Indian Institute of Science (IISc), Bangalore, scientists led by Prof S Ganesan predicted that, if a new variant emerges, Karnataka could see 20 lakh cases between August 22 and September 10, 2021. The key findings of the study are: new variants and crowding would be main reasons for the 3rd wave; increase in vaccination rate would reduce active caseloads, hospitalisations, and deaths; vaccination pace must be doubled to reduce possibility/severity of 3rd wave; and impact of 3rd wave on children (Age 0-18) could be 13 times higher than that in 2nd wave (New Indian Express, Aug. 9, 2021).
According to a US model, India would see a 'small bump' in August, but the peak of the third wave would come in November 2021 (The Print, Aug. 3, 2021). This was a modeling study done by Dr Bhramar Mukherjee, Michigan University. She predicted that "infections are likely to be rising again with a small bump...the more prominent third wave peak appears to be on the horizon sometime around November."

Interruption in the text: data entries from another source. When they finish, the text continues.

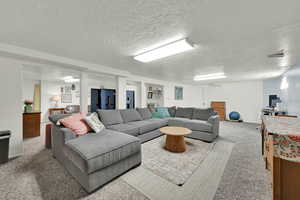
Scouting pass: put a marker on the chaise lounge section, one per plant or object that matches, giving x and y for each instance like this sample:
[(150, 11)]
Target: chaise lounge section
[(96, 158)]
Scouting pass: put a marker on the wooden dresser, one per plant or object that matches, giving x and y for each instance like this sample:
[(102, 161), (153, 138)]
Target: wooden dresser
[(281, 152), (31, 124), (220, 108)]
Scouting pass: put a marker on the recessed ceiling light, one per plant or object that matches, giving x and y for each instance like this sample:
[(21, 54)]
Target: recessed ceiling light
[(209, 76), (70, 79), (172, 48)]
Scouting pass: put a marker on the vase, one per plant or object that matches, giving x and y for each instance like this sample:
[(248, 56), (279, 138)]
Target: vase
[(28, 108)]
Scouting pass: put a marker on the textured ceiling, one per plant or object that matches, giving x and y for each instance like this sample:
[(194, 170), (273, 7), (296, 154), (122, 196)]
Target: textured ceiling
[(235, 36)]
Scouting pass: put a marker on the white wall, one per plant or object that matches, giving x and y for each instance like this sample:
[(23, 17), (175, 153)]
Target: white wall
[(290, 96), (243, 97), (192, 95), (28, 88), (11, 105)]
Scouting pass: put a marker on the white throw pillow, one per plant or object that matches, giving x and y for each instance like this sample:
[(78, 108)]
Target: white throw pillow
[(94, 122)]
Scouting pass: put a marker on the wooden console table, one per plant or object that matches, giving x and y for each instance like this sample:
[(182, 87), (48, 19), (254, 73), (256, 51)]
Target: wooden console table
[(281, 151)]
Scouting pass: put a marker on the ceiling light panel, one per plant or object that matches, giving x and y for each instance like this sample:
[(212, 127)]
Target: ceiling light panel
[(220, 75), (173, 48)]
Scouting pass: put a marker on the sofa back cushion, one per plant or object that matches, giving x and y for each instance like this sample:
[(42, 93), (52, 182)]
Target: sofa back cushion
[(145, 113), (93, 121), (130, 115), (184, 112), (172, 111), (76, 123), (202, 113), (110, 117), (163, 111)]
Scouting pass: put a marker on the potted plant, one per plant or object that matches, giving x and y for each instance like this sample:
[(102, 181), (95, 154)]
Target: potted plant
[(28, 106)]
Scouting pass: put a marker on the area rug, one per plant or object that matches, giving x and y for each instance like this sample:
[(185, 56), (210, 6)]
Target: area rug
[(175, 167)]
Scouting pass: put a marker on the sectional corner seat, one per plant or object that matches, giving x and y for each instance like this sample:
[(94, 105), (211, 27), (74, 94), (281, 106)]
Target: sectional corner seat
[(96, 158)]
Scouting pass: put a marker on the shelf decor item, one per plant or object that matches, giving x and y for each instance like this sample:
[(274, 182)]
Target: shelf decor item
[(55, 99), (28, 106)]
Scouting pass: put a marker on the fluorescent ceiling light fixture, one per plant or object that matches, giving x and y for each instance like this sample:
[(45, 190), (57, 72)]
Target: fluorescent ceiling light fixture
[(70, 79), (284, 84), (209, 76), (172, 48)]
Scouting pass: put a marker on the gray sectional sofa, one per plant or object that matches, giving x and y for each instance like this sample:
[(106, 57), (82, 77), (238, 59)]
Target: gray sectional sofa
[(96, 158)]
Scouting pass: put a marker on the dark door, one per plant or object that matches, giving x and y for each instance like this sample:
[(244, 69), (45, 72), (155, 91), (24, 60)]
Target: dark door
[(108, 99), (95, 100), (130, 99)]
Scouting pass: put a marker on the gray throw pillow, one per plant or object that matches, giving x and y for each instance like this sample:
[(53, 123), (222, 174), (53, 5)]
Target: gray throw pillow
[(172, 111), (145, 113), (94, 122), (184, 112), (130, 115), (110, 117), (202, 113)]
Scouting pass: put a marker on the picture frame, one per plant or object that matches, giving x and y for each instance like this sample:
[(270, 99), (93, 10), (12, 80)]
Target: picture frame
[(178, 93), (66, 98)]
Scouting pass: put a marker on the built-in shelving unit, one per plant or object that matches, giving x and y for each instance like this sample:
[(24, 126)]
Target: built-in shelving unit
[(154, 95)]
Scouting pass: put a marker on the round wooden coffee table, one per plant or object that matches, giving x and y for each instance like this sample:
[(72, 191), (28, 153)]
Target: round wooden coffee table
[(175, 138)]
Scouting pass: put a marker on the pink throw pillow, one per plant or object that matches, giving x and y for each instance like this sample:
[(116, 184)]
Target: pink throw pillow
[(76, 123)]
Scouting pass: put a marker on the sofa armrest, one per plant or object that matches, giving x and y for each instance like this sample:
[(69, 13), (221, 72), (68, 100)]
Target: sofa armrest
[(215, 122), (68, 134), (213, 119)]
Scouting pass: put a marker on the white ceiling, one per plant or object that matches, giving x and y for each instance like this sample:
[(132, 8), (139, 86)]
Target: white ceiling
[(233, 35)]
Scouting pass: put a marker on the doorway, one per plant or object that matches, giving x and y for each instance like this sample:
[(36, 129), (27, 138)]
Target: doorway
[(130, 103)]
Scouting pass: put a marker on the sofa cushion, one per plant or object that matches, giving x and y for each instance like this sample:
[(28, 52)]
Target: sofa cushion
[(194, 125), (161, 121), (157, 115), (163, 111), (172, 111), (198, 125), (184, 112), (177, 121), (145, 113), (76, 123), (110, 117), (125, 128), (145, 125), (130, 115), (93, 121), (202, 113), (93, 152)]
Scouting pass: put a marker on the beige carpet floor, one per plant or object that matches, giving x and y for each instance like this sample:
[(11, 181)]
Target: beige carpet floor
[(175, 167), (37, 175)]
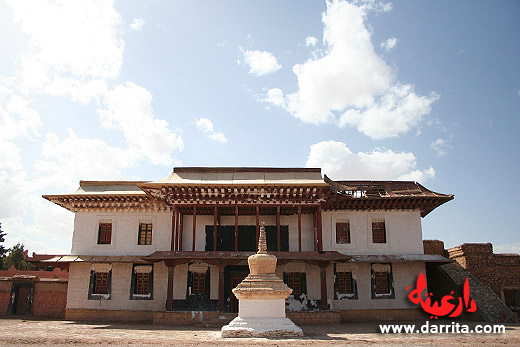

However, it must be noted that, even without the emergence of new variants, the delta strain which is as contagious as chickenpox and can be passed on by vaccinated people, can still trigger the third wave, if we ignore CAB, do not scale up vaccinations (two doses), and don't enforce appropriate test-trace-isolation-treatment procedures.
A worrying development is that Karnataka has recently seen a rise in Covid cases among children (India.com; Aug. 19, 2021; last accessed, Aug. 28, 2021). 543 children were found to be Covid-positive in the state in the first 10 days of August.